The town was intended for permanency, according to Alfred Hull, a son of Mrs. C. E. Hull.
“This town was laid out like a city,” said Hull, with its wide streets and large lots. The family-sized homes were well-built and attractively designed. McKenna was built to last.”
Three sons, eight grandchildren and four great grandchildren of Mrs. Hull call McKenna home. The children leave home to attend college, then return to rear their families in McKenna, sometimes driving long distances to work.
“You can’t beat these little towns for a place to live,” said Edward Daskam, Jr., who, with his wife and 2-year-old daughter, Danielle, were visiting over the week-end. “I own a home here, and I’d live here if my work wasn’t so far away.”
Daskam is in construction work in Vancouver.
Natives of McKenna think that at last inflation has hit their town. Prices range upward from $100 for a vacant lot up to $5,000 for a large house. One home has been for sale for $4,500 for a long period.
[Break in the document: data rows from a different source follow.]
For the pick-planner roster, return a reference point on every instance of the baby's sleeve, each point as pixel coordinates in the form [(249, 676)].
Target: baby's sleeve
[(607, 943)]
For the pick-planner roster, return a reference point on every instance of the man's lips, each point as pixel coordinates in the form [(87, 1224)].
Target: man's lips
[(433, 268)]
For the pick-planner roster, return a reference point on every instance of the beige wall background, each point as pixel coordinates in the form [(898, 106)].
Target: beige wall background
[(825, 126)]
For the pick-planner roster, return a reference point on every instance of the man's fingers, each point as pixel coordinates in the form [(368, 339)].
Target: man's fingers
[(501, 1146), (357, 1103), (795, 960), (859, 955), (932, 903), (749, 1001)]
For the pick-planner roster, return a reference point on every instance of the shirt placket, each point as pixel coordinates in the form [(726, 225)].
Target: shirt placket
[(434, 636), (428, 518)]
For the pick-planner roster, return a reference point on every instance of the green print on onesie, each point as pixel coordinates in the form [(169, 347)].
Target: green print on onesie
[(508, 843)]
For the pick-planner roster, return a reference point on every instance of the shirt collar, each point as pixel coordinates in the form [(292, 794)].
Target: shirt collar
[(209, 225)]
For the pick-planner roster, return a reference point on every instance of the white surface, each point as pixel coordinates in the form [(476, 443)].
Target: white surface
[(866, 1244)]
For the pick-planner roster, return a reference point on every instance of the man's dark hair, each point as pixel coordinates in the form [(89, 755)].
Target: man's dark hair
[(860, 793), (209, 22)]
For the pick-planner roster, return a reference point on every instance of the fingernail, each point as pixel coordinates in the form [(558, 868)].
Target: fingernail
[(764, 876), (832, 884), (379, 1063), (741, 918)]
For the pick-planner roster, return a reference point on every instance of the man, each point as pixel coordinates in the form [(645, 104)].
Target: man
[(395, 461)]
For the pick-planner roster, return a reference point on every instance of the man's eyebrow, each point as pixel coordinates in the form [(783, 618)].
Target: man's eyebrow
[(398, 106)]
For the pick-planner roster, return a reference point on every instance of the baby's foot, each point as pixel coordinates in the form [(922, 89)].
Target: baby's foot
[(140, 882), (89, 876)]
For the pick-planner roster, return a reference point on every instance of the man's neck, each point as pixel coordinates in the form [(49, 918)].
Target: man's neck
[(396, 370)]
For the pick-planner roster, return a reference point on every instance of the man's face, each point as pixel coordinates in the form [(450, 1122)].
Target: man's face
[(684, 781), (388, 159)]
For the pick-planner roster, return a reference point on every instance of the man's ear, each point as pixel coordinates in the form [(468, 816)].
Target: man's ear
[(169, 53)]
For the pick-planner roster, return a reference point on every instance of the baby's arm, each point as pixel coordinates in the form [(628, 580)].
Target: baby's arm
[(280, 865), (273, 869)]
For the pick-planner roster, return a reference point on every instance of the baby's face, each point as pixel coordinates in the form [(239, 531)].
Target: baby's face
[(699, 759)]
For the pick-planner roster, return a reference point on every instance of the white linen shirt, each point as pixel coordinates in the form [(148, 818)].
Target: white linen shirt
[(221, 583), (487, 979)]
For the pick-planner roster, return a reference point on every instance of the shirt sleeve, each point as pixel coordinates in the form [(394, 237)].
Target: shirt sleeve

“Too high,” commented a diner at the Virgil Daskam cafe. “That’s why it hasn’t sold.”
When the mill closed many of the workers were in debt to the company store, but they didn’t “owe their souls” to it. Most of them were given a chance to work out their store bills helping Goodwin tear down the mill, clean up the property and guard the company’s holdings.
“The company was good to us,” said an old-timer. “I remember the time a new store manager put up signs stating that it was mandatory for workers to do all their trading at the store.
“It didn’t last long though,” he continued. “The big boss came to town and ordered the signs taken down.”
The “big boss” was Valentine H. May. He established the town about 1908. It was incorporated in 1914 with George R. Biddle, J. T. Gregory and H. R. Rolland as trustees.
May is remembered as “a man who never married, but one who loved everybody.”
Although they probably haven’t given much though to their holdings in the McKenna Lumber Co. of late years, the major stockholders today live in the eastern part of the United States. The estate of the late William E. Boeing, however, owns 60-1000 shares.